A comparison of Indigenous and non-Indigenous survivors of sexual assault and their receipt of and satisfaction with specialized health care services

PLoS One. 2017 Nov 16;12(11):e0188253. doi: 10.1371/journal.pone.0188253. eCollection 2017.

Abstract

In Canada, Indigenous women are more likely than non-Indigenous women to be survivors of sexual assault and experience sexual assaults that are more serious in terms of physical injury and other health-related consequences. Despite their related needs for care and support, there is a paucity of research to date that has examined their uptake of specialized acute health services post sexual assault. To address this gap, we explored the presentation, sociodemographic, assailant, assault, and service use characteristics of Indigenous women, as compared to non-Indigenous adult and adolescent women aged 12 and older presenting to 30 of 35 hospital-based sexual assault treatment centres in Ontario from 2009 to 2011, using bivariate analyses.

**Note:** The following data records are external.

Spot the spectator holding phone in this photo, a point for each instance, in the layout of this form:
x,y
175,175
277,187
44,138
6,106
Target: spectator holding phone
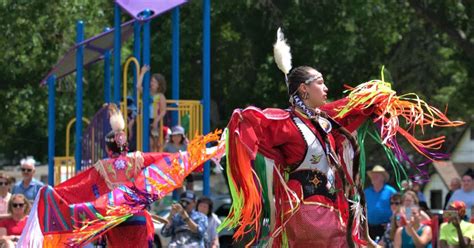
x,y
413,233
204,206
466,192
391,228
410,199
455,232
186,226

Of the 948 women in our sample, 116 (12%) identified as being Indigenous. Indigenous survivors differed significantly from non-Indigenous survivors on many presentation, sociodemographic, and assault characteristics. For example, they were more likely to present to a hospital within 24 hours of being assaulted and a treatment centre serving a primarily rural population. They tended to be younger, were more likely to be living in an institutional setting, report community or group affiliations and government or community services as sources of social support, and be assaulted by a parent, guardian, or other relative. In terms of receipt of services, they were more likely to have undergone safety planning and to be referred to child protection or community agencies. They reported high levels of satisfaction with the services received, however, were less likely than non-Indigenous survivors to rate the overall care provided as excellent or good. On the whole, the results of our study suggest that Indigenous women value acute hospital-based sexual assault services. However, they experience sexual assaults in contexts different from non-Indigenous survivors. It is important for health care providers to be attuned to this so that they can appropriately respond to their unique needs.

Publication types

  • Comparative Study

MeSH terms

  • Adolescent
  • Adult
  • Child
  • Female
  • Humans
  • Ontario
  • Patient Satisfaction*
  • Sex Offenses*
  • Young Adult

Grant support

Janice Du Mont is supported in part by the Atkinson Foundation (http://atkinsonfoundation.ca/). This research was funded in part by the Ministry of Community Safety and Correctional Services, Government of Ontario, for whom a report was prepared. The views expressed in the publication are the views of the authors and do not necessarily reflect those of the Ministry of Community Safety and Correctional Services, Government of Ontario (http://www.mcscs.jus.gov.on.ca/english/default.html). The funders had no role in study design, data collection and analysis, decision to publish, or preparation of the manuscript.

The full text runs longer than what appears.